Question

You prepare an equilibrium mixture by combining 4.00 mL 0.00129 M Fe3+ with 0.100 mL 0.00582 M SCN-. What is [Fe3+]o for this mixture? Enter the numerical value to 3 significant figures, without units. (You may enter the value using E-format scientific notation, e.g., 1.23×10-4 would be entered as 1.23E-4 -- no spaces, capital E.)

Answer 1

Ans. Step 1: Original solution:

Given, Initial [Fe³⁺] = 0.00129 M                - in its original solution

                        Initial [SCN^-] = 0.00582 M               - in its original solution

Moles of Fe³⁺ in its original solution = Molarity x Volume of solution in liters

                                                = 0.00129 M x 0.004 L                     ; [1 mL = 10^-3 L]

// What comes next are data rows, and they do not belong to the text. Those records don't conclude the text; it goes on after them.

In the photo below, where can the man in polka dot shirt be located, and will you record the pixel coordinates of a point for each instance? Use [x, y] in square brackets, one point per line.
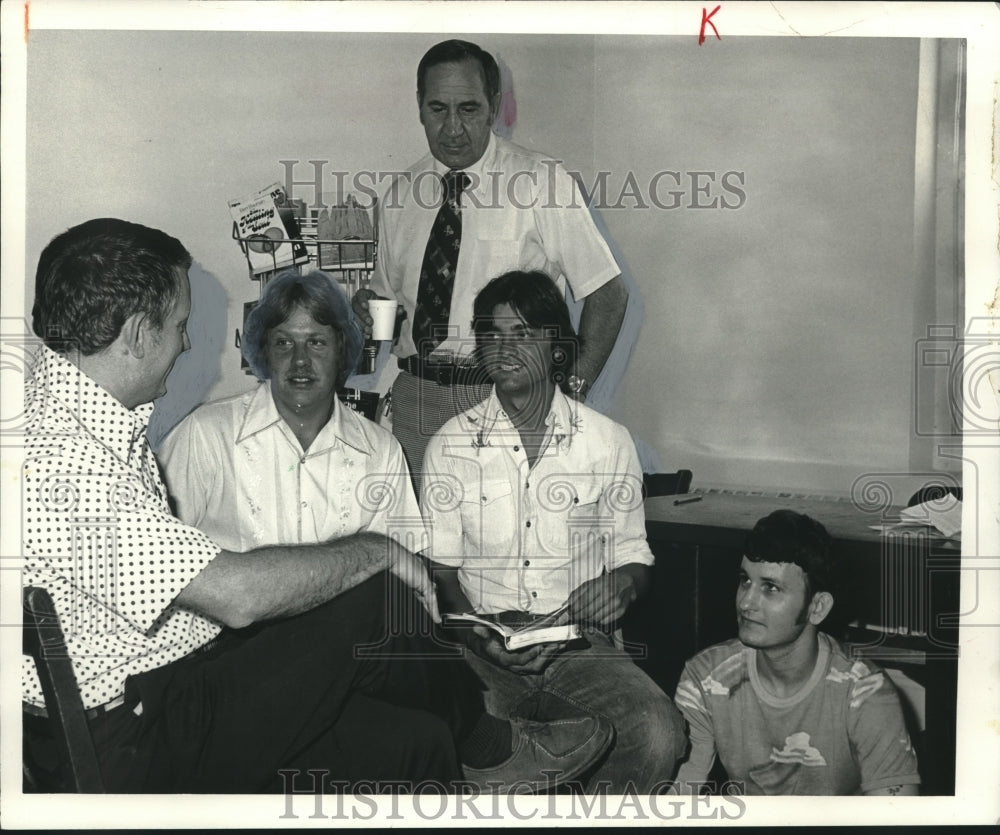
[201, 669]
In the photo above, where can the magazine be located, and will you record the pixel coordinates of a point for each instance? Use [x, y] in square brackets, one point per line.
[549, 629]
[267, 230]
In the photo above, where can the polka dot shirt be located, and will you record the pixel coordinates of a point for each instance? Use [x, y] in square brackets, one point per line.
[98, 534]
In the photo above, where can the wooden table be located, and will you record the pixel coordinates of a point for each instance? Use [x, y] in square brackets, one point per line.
[904, 588]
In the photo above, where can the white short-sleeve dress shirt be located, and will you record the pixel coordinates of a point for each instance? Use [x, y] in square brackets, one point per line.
[524, 537]
[522, 210]
[237, 472]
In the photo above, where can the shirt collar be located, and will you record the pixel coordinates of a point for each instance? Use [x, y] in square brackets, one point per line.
[489, 417]
[119, 429]
[261, 414]
[477, 171]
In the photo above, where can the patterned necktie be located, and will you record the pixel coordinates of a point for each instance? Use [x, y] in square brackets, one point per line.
[437, 275]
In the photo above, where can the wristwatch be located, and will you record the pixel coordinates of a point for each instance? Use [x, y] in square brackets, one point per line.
[577, 385]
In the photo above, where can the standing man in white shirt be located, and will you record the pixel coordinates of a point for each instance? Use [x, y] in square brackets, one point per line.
[477, 206]
[534, 502]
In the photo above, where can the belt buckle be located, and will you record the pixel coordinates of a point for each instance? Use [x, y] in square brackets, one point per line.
[444, 375]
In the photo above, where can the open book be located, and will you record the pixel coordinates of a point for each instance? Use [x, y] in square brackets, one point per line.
[548, 629]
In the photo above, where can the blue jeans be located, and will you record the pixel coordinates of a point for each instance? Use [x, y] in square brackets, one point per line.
[601, 680]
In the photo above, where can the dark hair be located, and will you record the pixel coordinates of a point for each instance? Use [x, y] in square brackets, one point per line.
[787, 536]
[94, 276]
[454, 52]
[534, 296]
[319, 294]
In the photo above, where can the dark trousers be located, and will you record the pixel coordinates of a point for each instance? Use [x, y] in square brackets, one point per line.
[353, 687]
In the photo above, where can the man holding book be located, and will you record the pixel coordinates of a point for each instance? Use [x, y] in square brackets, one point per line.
[202, 668]
[534, 505]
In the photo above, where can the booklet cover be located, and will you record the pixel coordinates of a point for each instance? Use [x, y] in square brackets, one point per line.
[543, 631]
[268, 230]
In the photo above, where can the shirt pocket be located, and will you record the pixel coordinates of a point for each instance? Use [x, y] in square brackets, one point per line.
[490, 509]
[497, 241]
[587, 492]
[584, 528]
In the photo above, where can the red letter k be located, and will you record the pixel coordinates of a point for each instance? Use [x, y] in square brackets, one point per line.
[707, 18]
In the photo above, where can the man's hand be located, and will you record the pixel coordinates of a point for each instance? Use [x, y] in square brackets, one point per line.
[360, 305]
[530, 660]
[603, 600]
[412, 570]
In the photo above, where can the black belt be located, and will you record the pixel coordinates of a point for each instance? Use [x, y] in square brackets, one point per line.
[91, 713]
[444, 373]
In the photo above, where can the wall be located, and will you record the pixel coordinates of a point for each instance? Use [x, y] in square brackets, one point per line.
[777, 341]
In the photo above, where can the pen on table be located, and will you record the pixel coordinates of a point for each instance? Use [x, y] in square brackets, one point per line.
[687, 501]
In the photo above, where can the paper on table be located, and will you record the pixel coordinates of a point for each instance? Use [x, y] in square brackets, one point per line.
[944, 515]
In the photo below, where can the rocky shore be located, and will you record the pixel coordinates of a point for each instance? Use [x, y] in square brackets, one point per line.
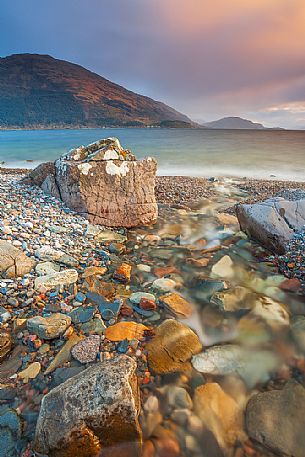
[176, 339]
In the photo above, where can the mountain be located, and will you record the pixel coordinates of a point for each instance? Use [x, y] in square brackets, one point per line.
[38, 91]
[234, 123]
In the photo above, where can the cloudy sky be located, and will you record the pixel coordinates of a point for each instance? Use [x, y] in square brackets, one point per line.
[206, 58]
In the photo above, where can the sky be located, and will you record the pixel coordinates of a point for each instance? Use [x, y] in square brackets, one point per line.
[206, 58]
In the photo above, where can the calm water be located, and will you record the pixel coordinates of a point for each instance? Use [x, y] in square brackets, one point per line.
[262, 154]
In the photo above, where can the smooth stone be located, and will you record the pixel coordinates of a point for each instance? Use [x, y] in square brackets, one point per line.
[224, 268]
[94, 410]
[178, 305]
[82, 314]
[178, 398]
[13, 262]
[220, 414]
[6, 343]
[30, 372]
[272, 222]
[10, 433]
[164, 284]
[272, 312]
[252, 364]
[125, 331]
[46, 268]
[95, 326]
[136, 297]
[62, 278]
[64, 355]
[49, 327]
[276, 420]
[92, 271]
[298, 331]
[172, 347]
[86, 350]
[109, 235]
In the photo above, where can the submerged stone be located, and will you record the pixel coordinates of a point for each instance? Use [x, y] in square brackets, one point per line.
[172, 347]
[95, 410]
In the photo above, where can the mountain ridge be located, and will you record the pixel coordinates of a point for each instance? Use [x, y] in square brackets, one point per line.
[40, 91]
[234, 122]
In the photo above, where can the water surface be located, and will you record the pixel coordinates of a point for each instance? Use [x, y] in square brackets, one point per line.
[279, 154]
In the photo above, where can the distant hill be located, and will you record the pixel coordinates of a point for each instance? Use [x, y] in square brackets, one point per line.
[234, 123]
[38, 91]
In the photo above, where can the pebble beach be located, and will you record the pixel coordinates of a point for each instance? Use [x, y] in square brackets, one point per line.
[86, 294]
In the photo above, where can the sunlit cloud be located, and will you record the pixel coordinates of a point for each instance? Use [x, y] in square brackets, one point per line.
[206, 58]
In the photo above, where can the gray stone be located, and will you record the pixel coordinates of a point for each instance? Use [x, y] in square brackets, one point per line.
[37, 176]
[96, 409]
[50, 327]
[13, 262]
[253, 365]
[272, 222]
[49, 186]
[276, 420]
[10, 433]
[298, 331]
[104, 169]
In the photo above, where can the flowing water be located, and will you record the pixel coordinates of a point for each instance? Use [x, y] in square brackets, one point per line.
[244, 321]
[259, 153]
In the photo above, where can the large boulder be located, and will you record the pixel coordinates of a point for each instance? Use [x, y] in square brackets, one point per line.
[106, 184]
[96, 410]
[13, 262]
[276, 420]
[273, 222]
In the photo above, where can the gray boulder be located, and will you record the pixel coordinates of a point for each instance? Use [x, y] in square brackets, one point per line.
[273, 222]
[96, 410]
[104, 183]
[276, 420]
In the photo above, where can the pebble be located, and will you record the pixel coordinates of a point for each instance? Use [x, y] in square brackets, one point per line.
[86, 350]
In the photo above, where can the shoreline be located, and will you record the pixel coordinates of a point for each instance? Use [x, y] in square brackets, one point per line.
[189, 190]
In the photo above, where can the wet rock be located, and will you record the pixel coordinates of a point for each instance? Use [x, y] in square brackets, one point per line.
[82, 314]
[92, 271]
[164, 284]
[10, 433]
[252, 364]
[274, 313]
[86, 350]
[276, 420]
[272, 222]
[127, 185]
[224, 268]
[219, 413]
[37, 176]
[125, 331]
[122, 273]
[46, 268]
[172, 347]
[136, 297]
[95, 326]
[298, 331]
[6, 343]
[30, 372]
[177, 304]
[104, 416]
[13, 262]
[64, 355]
[55, 279]
[49, 327]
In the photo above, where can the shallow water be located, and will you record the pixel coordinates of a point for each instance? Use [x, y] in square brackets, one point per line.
[243, 319]
[261, 154]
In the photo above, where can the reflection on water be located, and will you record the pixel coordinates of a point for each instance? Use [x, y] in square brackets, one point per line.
[242, 317]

                                                = 5.160 x 10^-6 mol

Moles of SCN^- in its original solution = Molarity x Volume of solution in liters

                                                = 0.00582 M x 0.0001 L                                                                                                                   = 5.820 x 10^-7 mol

Step 2: The mixture

# Final volume of reaction mixture = Vol of original Fe³⁺ soln. + Vol. of original SCN^- soln.

                                                            = 4.000 mL + 0.100 mL

                                                            = 4.100 mL

                                                            = 0.0041

Now,

Initial [Fe³⁺] in mixture = Initial moles of Fe³⁺ / Vol. of reaction mixture in liter

                                    = 5.160 x 10^-6 mol / 0.0041 L

                                    = 1.259 x 10^-3 mol/ L

Hence, initial [Fe³⁺] in reaction mixture = 1.259 x 10^-3 mol/ L

Step 3: The reaction:

Balanced reaction: Fe³⁺(aq) + SCN^-(aq) -------> Fe(SCN)²⁺

Stoichiometry: 1 mol Fe³⁺ reacts with 1 mol SCN^-.

Note that the moles of SCN^- are less than that of Fe³⁺. So, SCN^- is the limiting reactant.

Assuming complete reaction (because equilibrium constant is not mentioned), moles of Fe³⁺ consumed in reaction is equal to the moles of SCN^- (the limiting reactant) present in mixture.

Thus,

            Moles of Fe³⁺ consumed = Moles of SCN^- present in reaction mixture

= 5.820 x 10^-7 mol

Remaining moles of Fe³⁺ = Initial moles of Fe³⁺ - moles of Fe³⁺ consumed in reaction

                                                = 5.16 x 10^-6 mol - 5.820 x 10^-7 mol

                                                = 4.578 x 10^-6 mol

Step 4: [Fe³⁺] at equilibrium

Remaining moles of Fe³⁺ at equilibrium = 4.578 x 10^-6 mol

Final volume of reaction mixture = Vol of original Fe³⁺ soln. + Vol. of original SCN^- soln.

                                                            = 4.000 mL + 0.100 mL

                                                            = 4.100 mL

                                                            = 0.0041 L

Now,

[Fe³⁺] at equilibrium = Moles of Fe³⁺ at equilibrium / Vol. of reaction mixture in liter

                                    = 4.578 x 10^-6 mol / 0.0041 L

                                    = 1.117 x 10^-3 mol/ L                                   ; [1 M = 1 mol/ L]

                                    = 1.117 x 10^-3 M

Hence, [Fe³⁺] at equilibrium = 1.117 x 10^-3 M